TrapNet: Model Inversion Defense via Trapdoor

Wanlun Ma, Derui Wang, Yiliao Song, Minhui Xue, Sheng Wen, Zhengdao Li, Yang Xiang

Published: 2025, Last Modified: 06 May 2026IEEE Trans. Inf. Forensics Secur. 2025EveryoneRevisionsBibTeXCC BY-SA 4.0

Abstract: Model inversion (MI) attacks, for which effective defense strategies are still lacking, pose significant risks to privacy by reconstructing private training data through access to well-trained classifiers. Addressing this concern, this study introduces TrapNet, designed to defend against advanced MI attacks while maintaining good model utility.

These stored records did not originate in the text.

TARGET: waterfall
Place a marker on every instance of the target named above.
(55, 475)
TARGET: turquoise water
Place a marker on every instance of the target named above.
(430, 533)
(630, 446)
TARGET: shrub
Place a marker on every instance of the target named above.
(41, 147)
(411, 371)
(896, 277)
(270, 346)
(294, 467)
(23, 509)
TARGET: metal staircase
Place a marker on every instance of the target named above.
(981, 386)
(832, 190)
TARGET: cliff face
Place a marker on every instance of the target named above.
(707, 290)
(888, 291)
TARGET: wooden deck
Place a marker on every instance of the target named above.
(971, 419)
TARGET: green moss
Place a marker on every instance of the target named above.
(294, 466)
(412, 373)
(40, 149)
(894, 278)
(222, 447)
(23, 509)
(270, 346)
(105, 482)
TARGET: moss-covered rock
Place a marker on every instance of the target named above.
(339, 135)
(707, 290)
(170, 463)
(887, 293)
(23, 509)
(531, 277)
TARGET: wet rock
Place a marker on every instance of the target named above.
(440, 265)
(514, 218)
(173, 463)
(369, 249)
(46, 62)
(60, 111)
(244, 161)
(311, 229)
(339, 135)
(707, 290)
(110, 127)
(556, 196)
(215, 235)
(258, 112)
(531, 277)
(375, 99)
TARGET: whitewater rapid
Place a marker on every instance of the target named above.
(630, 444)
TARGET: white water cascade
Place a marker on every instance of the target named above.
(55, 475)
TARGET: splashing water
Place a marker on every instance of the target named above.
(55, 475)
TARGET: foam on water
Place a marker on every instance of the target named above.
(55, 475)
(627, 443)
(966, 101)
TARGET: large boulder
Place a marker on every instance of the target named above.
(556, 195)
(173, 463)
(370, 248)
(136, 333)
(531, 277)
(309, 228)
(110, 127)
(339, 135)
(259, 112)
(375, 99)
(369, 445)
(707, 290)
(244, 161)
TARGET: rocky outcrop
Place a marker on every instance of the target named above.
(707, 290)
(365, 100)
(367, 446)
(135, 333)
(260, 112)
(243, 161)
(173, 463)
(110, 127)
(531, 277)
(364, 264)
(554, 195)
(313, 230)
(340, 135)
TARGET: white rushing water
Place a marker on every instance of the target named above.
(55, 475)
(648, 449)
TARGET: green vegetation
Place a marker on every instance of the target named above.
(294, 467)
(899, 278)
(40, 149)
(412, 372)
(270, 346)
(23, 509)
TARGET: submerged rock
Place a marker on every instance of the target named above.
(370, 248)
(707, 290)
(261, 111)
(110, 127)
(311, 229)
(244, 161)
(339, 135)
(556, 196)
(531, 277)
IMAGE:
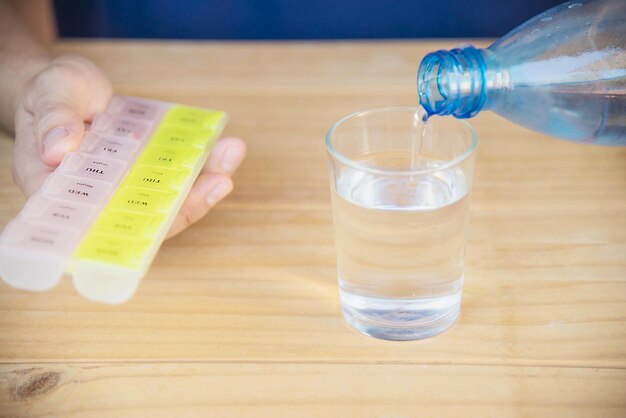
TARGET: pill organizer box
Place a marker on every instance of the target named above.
(103, 213)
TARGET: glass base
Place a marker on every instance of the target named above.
(420, 321)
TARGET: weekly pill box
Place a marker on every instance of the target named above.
(103, 213)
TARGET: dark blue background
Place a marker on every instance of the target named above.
(293, 19)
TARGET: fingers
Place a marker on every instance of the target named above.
(208, 189)
(29, 172)
(59, 128)
(226, 155)
(212, 185)
(61, 99)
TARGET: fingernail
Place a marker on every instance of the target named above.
(217, 193)
(53, 136)
(230, 160)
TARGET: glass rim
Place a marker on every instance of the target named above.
(375, 170)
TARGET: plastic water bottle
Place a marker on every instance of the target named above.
(562, 73)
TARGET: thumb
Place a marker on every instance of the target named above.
(70, 91)
(59, 128)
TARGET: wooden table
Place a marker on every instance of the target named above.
(239, 315)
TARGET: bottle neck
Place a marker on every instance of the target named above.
(453, 82)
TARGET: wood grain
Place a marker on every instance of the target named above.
(303, 390)
(248, 296)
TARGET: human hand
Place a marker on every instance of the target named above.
(50, 121)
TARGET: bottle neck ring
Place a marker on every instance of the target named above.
(453, 82)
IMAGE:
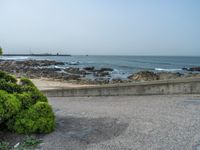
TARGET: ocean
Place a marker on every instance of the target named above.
(123, 65)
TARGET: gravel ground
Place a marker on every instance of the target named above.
(125, 123)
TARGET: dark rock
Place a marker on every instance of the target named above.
(194, 69)
(144, 76)
(89, 68)
(105, 69)
(78, 71)
(169, 75)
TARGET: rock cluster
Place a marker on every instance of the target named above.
(149, 76)
(47, 69)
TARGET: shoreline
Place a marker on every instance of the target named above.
(75, 76)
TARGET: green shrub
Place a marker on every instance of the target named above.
(26, 100)
(39, 118)
(9, 105)
(7, 77)
(4, 145)
(23, 108)
(26, 82)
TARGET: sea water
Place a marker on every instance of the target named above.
(122, 65)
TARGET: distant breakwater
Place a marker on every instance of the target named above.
(86, 75)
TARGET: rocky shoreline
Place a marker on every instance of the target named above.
(88, 75)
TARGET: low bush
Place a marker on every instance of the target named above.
(9, 105)
(26, 100)
(39, 118)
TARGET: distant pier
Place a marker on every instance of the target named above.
(36, 55)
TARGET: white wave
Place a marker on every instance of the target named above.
(14, 57)
(169, 70)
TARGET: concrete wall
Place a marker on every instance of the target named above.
(183, 86)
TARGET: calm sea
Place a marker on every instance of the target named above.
(124, 65)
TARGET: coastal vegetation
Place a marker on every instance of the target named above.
(1, 51)
(23, 108)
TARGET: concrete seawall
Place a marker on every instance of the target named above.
(181, 86)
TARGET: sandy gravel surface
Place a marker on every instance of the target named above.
(125, 123)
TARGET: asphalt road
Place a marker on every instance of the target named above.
(125, 123)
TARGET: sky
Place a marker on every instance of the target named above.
(101, 27)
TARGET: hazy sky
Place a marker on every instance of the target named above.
(101, 27)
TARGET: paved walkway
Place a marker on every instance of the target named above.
(125, 123)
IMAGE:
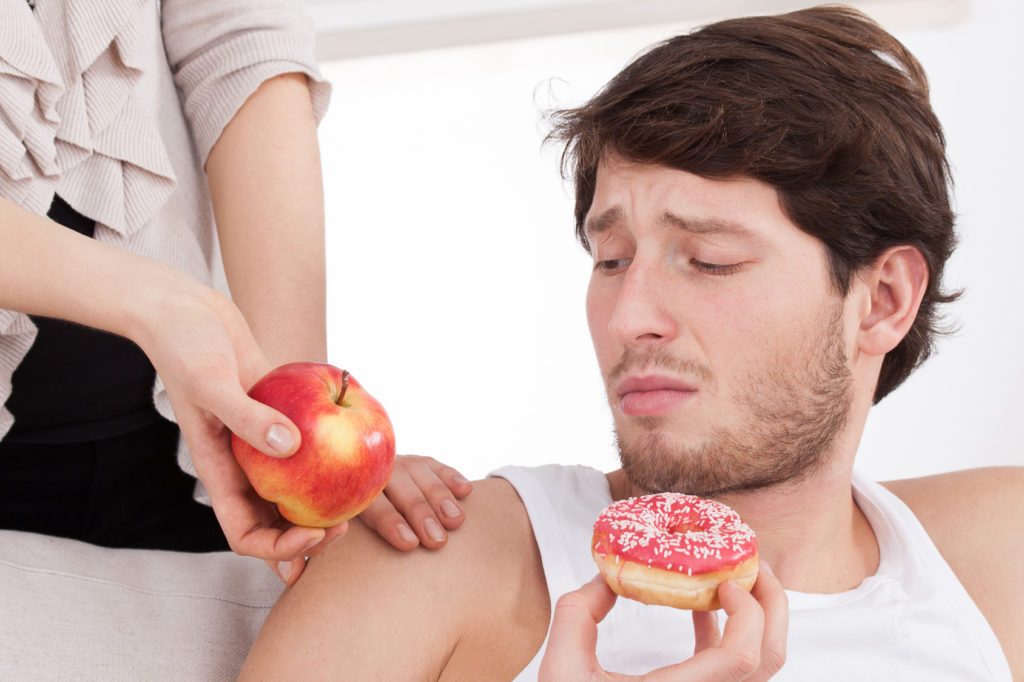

TrapNet intentionally injects trapdoors into the classification manifold of the protected target model. In this way, TrapNet can effectively mislead MI attack optimization. Specifically, TrapNet leverages a conditional GAN (cGAN) trained on the private dataset to generate diverse and realistic trapdoor samples. In addition, we propose a graph-matching self-obfuscation strategy and an entropy regularization technique to optimize trapdoor injection while preserving model utility. Compared to the existing defense, TrapNet can provide universal protection to all target classes without access to any auxiliary public data. Extensive experiments on CelebA, VGG-Face, and VGG-Face2 datasets demonstrate TrapNet’s superior performance over existing defenses, including the most advanced NetGuard and BiDO, against state-of-the-art model inversion attacks, i.e., PLG-MI, LOMMA, and Plug&Play.